Only Kenny Miller could have made that move in the summer of 2008. With Rangers fresh of the back of European heartache in Manchester and a gruelling title run which was lost, Walter Smith, against the wishes of man fans, decided to bring Kenny Miller back to Ibrox and Rangers. When he was first linked back, a large section of Ibrox descended into the chorus “You can stick your Kenny Miller up your arse.” Surreal thinking about it now yet some probably still see the chant as vindicated.
“Kenny knew exactly what he was walking back into when he shook hands with Walter on the deal. And he had the confidence in his own ability to win those supporters back around. Seven years on, it’s fair to say that he is firmly back in the Rangers family”, said Barry Ferguson.
It didn’t take him long to win us over. We are a fickle bunch after all. Goals win games and there are no better games to win than at Parkhead in the Old Firm. As soon as Kevin Thomson’s curling cross to the back post was air bound, the whole of Scotland knew what was going to happen next. Cue removal of the “You signed Kenny” banner hoisted up by the home support.
Miller said: “We won three leagues plus cups in every year, so I don’t think we could have asked for much more. But that was a big moment when they accepted me back.”
Starting 27 games domestically, Miller helped Walter Smith earn delver the first title in three years, contributing 10 goals and 13 assists. Not prolific in front of goal but Miller did form a great partnership with Kris Boyd which was crucial to the success over the Smith years. (Part 2)
Miller and Boyd fired Rangers to a second successive league flag season 2009/10, Miller hitting 21 goals and assisting 12. The following year, Miller departed the club in January to join Turkish side Bursaspor but remarkably still managed to finish the season as Scotland’s top goal scorer. His move to Turkey was greeted with a mixed response. Some were aware of the fact money was running out and with Jelavic coming back from injury and a prolific Steven Naismith in the team, the league could be won without Miller, which proved to be the case. Miller’s contribution to that title win cannot be underestimated. Without his goals in the first half of the season we could have been too far behind Neil Lennon’s Celtic to catch up.
Walter Smith’s trust in Miller was evident throughout their time together. Every big game, Miller would be given the nod in the lone striker role, with Kris Boyd usually making way. Smith was fully justified in doing this. Miller proved to be the ultimate big game player. His goals against Celtic, home and away gave the Rangers fans some days we’ll never forget. His Cup final winning header for 9 man Rangers agasint St Mirren at Hampden. His goals at Easter Road, Hamilton, Pittodrie – all brilliant.
So Kenny Miller – a Rangers legend or not?
He’s never going to be an an Ally McCoist, Nacho Novo, or even an Andy Halliday in terms of his relationship with the fans but his record of big game moments, trophy winning achievements and desire to make amends puts him right up there with some Rangers greats, especially in modern times.
The word legend can be branded about these days maybe too often but Miller genuinely has worked wonders for the club.
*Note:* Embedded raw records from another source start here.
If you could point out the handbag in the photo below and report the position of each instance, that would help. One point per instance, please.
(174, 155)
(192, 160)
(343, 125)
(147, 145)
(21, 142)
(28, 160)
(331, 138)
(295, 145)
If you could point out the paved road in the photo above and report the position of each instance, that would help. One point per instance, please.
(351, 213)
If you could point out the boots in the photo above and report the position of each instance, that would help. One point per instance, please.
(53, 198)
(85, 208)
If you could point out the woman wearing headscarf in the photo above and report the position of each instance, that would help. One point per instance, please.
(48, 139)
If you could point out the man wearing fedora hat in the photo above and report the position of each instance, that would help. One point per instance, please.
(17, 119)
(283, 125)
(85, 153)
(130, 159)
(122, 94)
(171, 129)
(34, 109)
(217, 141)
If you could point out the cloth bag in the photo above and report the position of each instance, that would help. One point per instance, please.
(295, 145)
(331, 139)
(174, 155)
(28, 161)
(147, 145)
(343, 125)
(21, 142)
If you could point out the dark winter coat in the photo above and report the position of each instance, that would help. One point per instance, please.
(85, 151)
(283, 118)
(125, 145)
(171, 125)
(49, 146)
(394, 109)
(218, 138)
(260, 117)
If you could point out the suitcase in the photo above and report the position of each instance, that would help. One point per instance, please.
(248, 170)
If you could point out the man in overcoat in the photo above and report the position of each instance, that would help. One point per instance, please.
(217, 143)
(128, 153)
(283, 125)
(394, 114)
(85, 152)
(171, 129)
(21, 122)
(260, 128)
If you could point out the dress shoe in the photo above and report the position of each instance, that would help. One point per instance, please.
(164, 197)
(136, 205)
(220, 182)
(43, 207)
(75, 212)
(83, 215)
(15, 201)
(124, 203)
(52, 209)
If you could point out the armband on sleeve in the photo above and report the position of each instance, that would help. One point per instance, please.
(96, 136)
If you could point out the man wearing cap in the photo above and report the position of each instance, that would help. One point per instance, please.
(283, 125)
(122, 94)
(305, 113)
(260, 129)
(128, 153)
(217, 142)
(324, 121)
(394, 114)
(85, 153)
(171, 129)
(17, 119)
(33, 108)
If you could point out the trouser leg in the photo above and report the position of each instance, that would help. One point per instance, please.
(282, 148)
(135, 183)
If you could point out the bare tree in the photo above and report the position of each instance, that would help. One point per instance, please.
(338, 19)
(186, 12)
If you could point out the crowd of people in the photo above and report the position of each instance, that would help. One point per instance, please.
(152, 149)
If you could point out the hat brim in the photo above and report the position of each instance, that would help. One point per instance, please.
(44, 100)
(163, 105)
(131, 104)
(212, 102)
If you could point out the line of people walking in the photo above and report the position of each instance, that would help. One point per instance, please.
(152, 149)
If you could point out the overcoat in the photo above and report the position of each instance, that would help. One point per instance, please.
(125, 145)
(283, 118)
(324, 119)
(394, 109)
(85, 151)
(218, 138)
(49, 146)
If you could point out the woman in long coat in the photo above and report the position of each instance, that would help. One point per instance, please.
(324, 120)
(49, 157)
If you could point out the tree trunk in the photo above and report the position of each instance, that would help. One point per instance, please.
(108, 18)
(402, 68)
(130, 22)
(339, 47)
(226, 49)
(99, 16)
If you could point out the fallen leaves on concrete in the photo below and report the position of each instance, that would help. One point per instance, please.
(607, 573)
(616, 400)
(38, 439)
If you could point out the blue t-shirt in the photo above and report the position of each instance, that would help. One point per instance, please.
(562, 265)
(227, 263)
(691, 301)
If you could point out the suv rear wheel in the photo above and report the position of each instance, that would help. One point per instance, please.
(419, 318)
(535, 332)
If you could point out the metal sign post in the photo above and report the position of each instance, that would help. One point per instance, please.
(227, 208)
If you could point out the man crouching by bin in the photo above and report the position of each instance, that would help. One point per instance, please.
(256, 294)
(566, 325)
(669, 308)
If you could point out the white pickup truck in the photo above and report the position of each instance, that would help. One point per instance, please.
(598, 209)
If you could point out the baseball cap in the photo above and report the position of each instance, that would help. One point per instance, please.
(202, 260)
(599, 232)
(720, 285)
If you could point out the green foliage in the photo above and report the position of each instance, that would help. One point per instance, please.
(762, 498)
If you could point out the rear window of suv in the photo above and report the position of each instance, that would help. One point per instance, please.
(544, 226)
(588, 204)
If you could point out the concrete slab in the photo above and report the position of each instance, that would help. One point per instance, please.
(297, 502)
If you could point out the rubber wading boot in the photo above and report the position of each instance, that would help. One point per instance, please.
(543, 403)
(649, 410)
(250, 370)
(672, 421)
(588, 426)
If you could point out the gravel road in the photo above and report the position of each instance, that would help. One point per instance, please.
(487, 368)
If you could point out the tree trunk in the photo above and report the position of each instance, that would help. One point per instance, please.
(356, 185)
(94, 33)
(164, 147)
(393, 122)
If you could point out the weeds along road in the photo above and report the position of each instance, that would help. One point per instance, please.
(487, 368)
He has netted 88 goals for the club, more than Hall of Fame inductee Mark Hateley having played roughly the same amount of games. Obviously you could say Hateley played against better players but he also played in a better team.
Overall Kenny has won 5 major honors with the club. Not that many in comparison with some legends but winning 3 titles in a row is a fine achievement.
It’s likely that Miller will take up an official coaching role with the club soon enough as he’s already been involved with the under 20’s set up and speaks positively about management.
But for now, the king remains on his throne.